Where an issue is particularly sensitive or confidential, email is unlikely to be a sufficiently secure method of communication and should be avoided.

7.2 The use of email disclaimers is discouraged.

7.3 Users should be aware that deletion of an email message by both sender and receiver does not mean that the message no longer exists on their systems or on the systems through which it passed. Conversely, when a message has been transmitted, it is not necessarily the case that a record of it will exist or be accessible.

7.4 There is no UCL policy on retention of email.

7.5 Users may not, under any circumstances, monitor, intercept or browse other users' email messages.

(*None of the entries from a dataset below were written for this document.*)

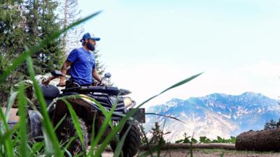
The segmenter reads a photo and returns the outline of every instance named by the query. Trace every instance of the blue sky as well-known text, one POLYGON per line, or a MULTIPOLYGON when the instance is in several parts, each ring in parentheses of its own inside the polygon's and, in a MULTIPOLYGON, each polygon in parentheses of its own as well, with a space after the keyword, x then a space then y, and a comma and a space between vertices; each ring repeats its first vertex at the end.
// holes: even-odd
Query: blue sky
POLYGON ((197 79, 150 102, 212 93, 280 96, 280 1, 78 1, 101 38, 100 58, 115 85, 138 103, 174 83, 197 79))

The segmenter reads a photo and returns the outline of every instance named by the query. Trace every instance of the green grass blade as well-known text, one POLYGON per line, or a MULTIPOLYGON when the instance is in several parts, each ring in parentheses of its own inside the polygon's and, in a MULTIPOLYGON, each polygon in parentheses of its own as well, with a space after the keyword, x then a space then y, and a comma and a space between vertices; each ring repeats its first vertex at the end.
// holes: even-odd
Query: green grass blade
POLYGON ((125 143, 125 139, 126 139, 126 137, 127 136, 127 133, 130 131, 130 128, 131 128, 131 125, 128 127, 127 130, 125 131, 125 134, 123 135, 123 136, 120 139, 120 142, 118 142, 118 144, 117 145, 117 147, 115 148, 115 151, 114 152, 113 157, 120 156, 120 154, 122 152, 122 149, 123 144, 125 143))
MULTIPOLYGON (((93 143, 93 144, 92 145, 92 147, 93 146, 94 147, 95 147, 96 146, 97 146, 99 142, 101 140, 101 137, 102 137, 102 135, 104 134, 104 133, 105 133, 105 130, 108 126, 108 124, 109 124, 109 121, 111 121, 111 118, 112 117, 113 115, 113 112, 115 110, 115 107, 117 106, 117 104, 114 104, 112 107, 112 108, 111 109, 110 112, 106 114, 106 115, 105 116, 105 120, 103 122, 102 125, 101 126, 101 128, 99 129, 99 130, 98 131, 98 134, 97 135, 97 137, 95 138, 95 140, 93 143)), ((111 133, 109 133, 109 135, 111 135, 111 133)), ((115 136, 115 134, 113 135, 113 136, 115 136)), ((111 138, 111 140, 112 138, 111 138)), ((108 144, 108 142, 107 143, 107 144, 108 144)), ((103 151, 104 150, 106 146, 103 147, 100 147, 94 156, 100 156, 101 154, 103 152, 103 151)))
POLYGON ((27 144, 27 101, 24 96, 24 87, 20 84, 18 91, 18 112, 20 117, 20 155, 21 156, 28 156, 27 144))
MULTIPOLYGON (((143 102, 142 103, 141 103, 139 105, 138 105, 136 108, 139 108, 140 107, 141 107, 142 105, 144 105, 145 103, 148 103, 148 101, 150 101, 150 100, 155 98, 157 96, 159 96, 160 95, 162 94, 163 93, 174 89, 175 87, 177 87, 178 86, 183 85, 183 84, 186 84, 190 81, 191 81, 192 80, 196 78, 197 77, 200 76, 202 73, 193 75, 189 78, 185 79, 175 84, 174 84, 173 86, 167 88, 167 89, 162 91, 162 92, 160 92, 159 94, 157 94, 154 96, 152 96, 151 98, 148 98, 148 100, 145 100, 144 102, 143 102)), ((115 136, 115 135, 116 133, 118 133, 118 132, 120 130, 120 128, 122 127, 122 126, 124 126, 124 124, 125 124, 125 122, 130 119, 130 117, 131 117, 133 114, 134 114, 136 112, 136 110, 132 110, 131 111, 128 112, 126 114, 126 116, 125 117, 123 117, 122 119, 122 120, 120 120, 120 121, 119 122, 118 125, 115 127, 111 133, 105 138, 104 141, 102 142, 102 144, 100 146, 100 149, 99 151, 103 151, 104 149, 104 148, 106 147, 106 146, 110 142, 111 140, 113 137, 113 136, 115 136)))
POLYGON ((42 149, 43 147, 43 142, 34 143, 31 149, 31 151, 29 156, 29 157, 37 156, 38 154, 38 154, 40 151, 40 150, 42 149), (35 156, 35 155, 36 155, 36 156, 35 156))
POLYGON ((8 117, 5 117, 2 110, 0 110, 0 139, 1 140, 0 140, 0 147, 2 144, 1 142, 4 142, 7 151, 7 156, 8 157, 13 157, 13 147, 12 146, 11 138, 12 134, 18 128, 15 126, 15 128, 10 130, 7 124, 7 119, 8 117), (1 124, 1 119, 2 121, 2 124, 1 124), (1 125, 4 125, 4 127, 2 127, 1 125), (4 129, 4 128, 5 128, 5 129, 4 129))
POLYGON ((44 130, 44 133, 46 133, 46 135, 44 135, 44 136, 46 136, 45 137, 50 138, 49 142, 50 142, 48 144, 46 143, 47 146, 50 147, 50 149, 46 149, 47 154, 48 155, 51 155, 52 154, 52 149, 51 149, 51 147, 54 147, 56 156, 62 156, 63 155, 59 147, 58 140, 55 133, 55 130, 52 127, 50 117, 47 112, 47 107, 45 99, 43 96, 43 93, 41 91, 40 87, 35 79, 35 73, 34 73, 34 70, 33 68, 32 60, 29 56, 27 57, 27 68, 29 72, 31 80, 33 81, 34 88, 38 100, 39 102, 38 104, 40 105, 41 112, 43 119, 42 121, 42 126, 44 129, 43 129, 43 130, 44 130))
POLYGON ((15 100, 17 98, 18 96, 18 91, 15 92, 13 92, 10 94, 10 96, 8 100, 8 105, 7 105, 7 108, 6 109, 6 112, 5 112, 5 116, 6 117, 8 117, 8 113, 10 112, 10 108, 12 107, 13 105, 15 103, 15 100))
POLYGON ((58 123, 57 124, 57 125, 55 127, 55 130, 56 130, 57 129, 57 128, 60 126, 60 124, 62 123, 62 121, 65 119, 66 118, 66 114, 58 121, 58 123))
POLYGON ((5 82, 5 80, 7 78, 8 75, 10 73, 15 70, 15 68, 18 68, 18 66, 21 65, 23 61, 27 59, 27 57, 29 56, 32 56, 35 53, 36 53, 41 48, 45 47, 47 45, 48 43, 50 43, 51 41, 55 40, 56 38, 59 38, 62 33, 65 33, 67 30, 83 23, 85 22, 85 21, 92 18, 93 17, 99 14, 102 11, 98 11, 97 13, 94 13, 83 19, 81 19, 80 20, 78 20, 76 22, 72 23, 70 24, 69 27, 67 27, 65 29, 62 29, 59 31, 55 32, 50 35, 50 36, 46 40, 44 40, 43 42, 41 42, 39 45, 35 45, 32 47, 31 47, 29 50, 24 52, 22 54, 21 54, 17 59, 13 60, 13 63, 10 66, 8 66, 8 68, 5 68, 4 70, 2 75, 0 75, 0 83, 3 83, 5 82))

UCL reserves the right to inspect, copy and/or remove user data in order to investigate operational problems or for the detection and investigation of suspected misuse. This includes the authorized interception and monitoring of communications as provided for by The Telecommunications (Lawful Business Practice) (Interception of Communications) Regulations 2000, made under the Regulation of Investigatory Powers Act 2000.

For example, monitoring of user accounts might occur if the University has reason to believe that its computer facilities were being misused to send unsolicited commercial emails.

Any monitoring of UCL systems and networks may be carried out only in accordance with the UCL Policy on Monitoring Computer and Network Use.

UCL reserves the right to access and disclose the contents of a user's email messages, in accordance with its legal and audit obligations, and for legitimate operational purposes. UCL reserves the right to demand that encryption keys, where used, be made available so that it is able to fulfil its right of access to a user's email messages in such circumstances.

For the avoidance of doubt, this section does not preclude third parties who operate services on behalf of UCL from carrying out lawful monitoring and disclosure on their systems and networks.

7.6 Any personal organizer, etc. holding mail messages, email addresses (or any other confidential material) should be password protected.

8. Status of this document

This document is a part of UCL's information security policy and has been approved by UCL's Information Strategy Committee.